一同の凝視を浴び、不意に三村の顔に、以前の気弱げな表情が浮かぶ。
「御免なさい。でも、僕はこの世界がぴったりくる……そんな気がしてならないんです。僕は以前は、自分は誰か、なぜここにいるのか、ずっと迷っていた……。生きているだけで、他人に迷惑を架けている……そう感じていました。でも、こっちへ来てからは、本当に生きていると感じている!」
三村は再び固い決意の表情になった。
「ぼくは帰りません! ここで、アラン王子として生きていきます!」
市川は宙に視線を向け、叫んだ。
「どうすんだ? 三村は帰らないと言っているぜ!」
──しょうがおまへん。まあ、三村はんがおらんでも、何とかなりまっさ。それは、方便ちゅうもんで……。

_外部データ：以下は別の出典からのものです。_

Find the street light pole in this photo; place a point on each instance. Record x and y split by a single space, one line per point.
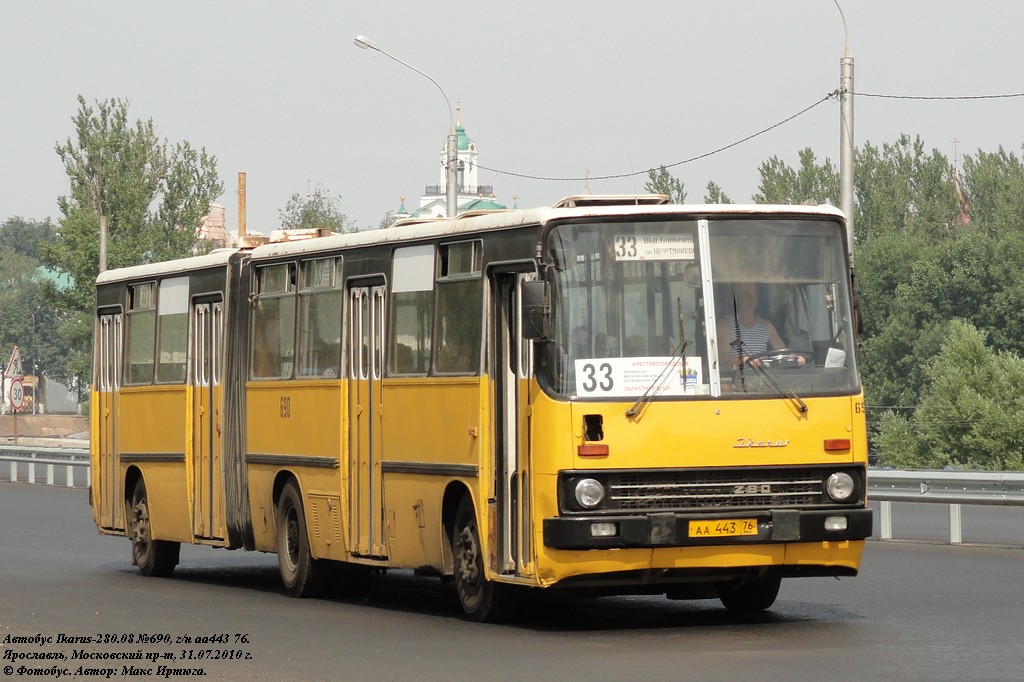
846 150
452 156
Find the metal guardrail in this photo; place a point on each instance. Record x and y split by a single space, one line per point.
28 457
884 485
950 487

ごおごおと、風は大広間を荒れ狂う。真向かいから吹きつける風に、市川は目を半ば閉じざるを得なかった。
「市川君……。努!」
洋子が手を伸ばしてくる。市川は、洋子の手を握りしめた。
「宮元さん?」
「洋子でいいわよ……」
洋子が耳もとで囁く。新庄が二人を見て、妙な表情を浮かべた。
──さあ、あんたら、【タップ】へ御帰還や。ただし、あんたらの記憶は、消去させてもらいまっさ!
今度こそ、全員が唖然呆然となった。
「何だと?」「そんな勝手な……」「記憶を消すってのか……?」
〝声〟は、あっさりと答える。
──しゃあないやないか! この世界での冒険の記憶を持たれたまま帰られたら、わてが干渉した、ちゅう事実が残るやろ。それは、まずいよってな……。ほな、皆様がたも、ご苦労はん……。
記憶を無くす……。
市川は思わず、洋子の身体を引き寄せ、全力で抱き寄せた。
この思いも消えてしまうのか?
風は益々びゅうびゅうと強まり、市川は意識を薄れさせていった……。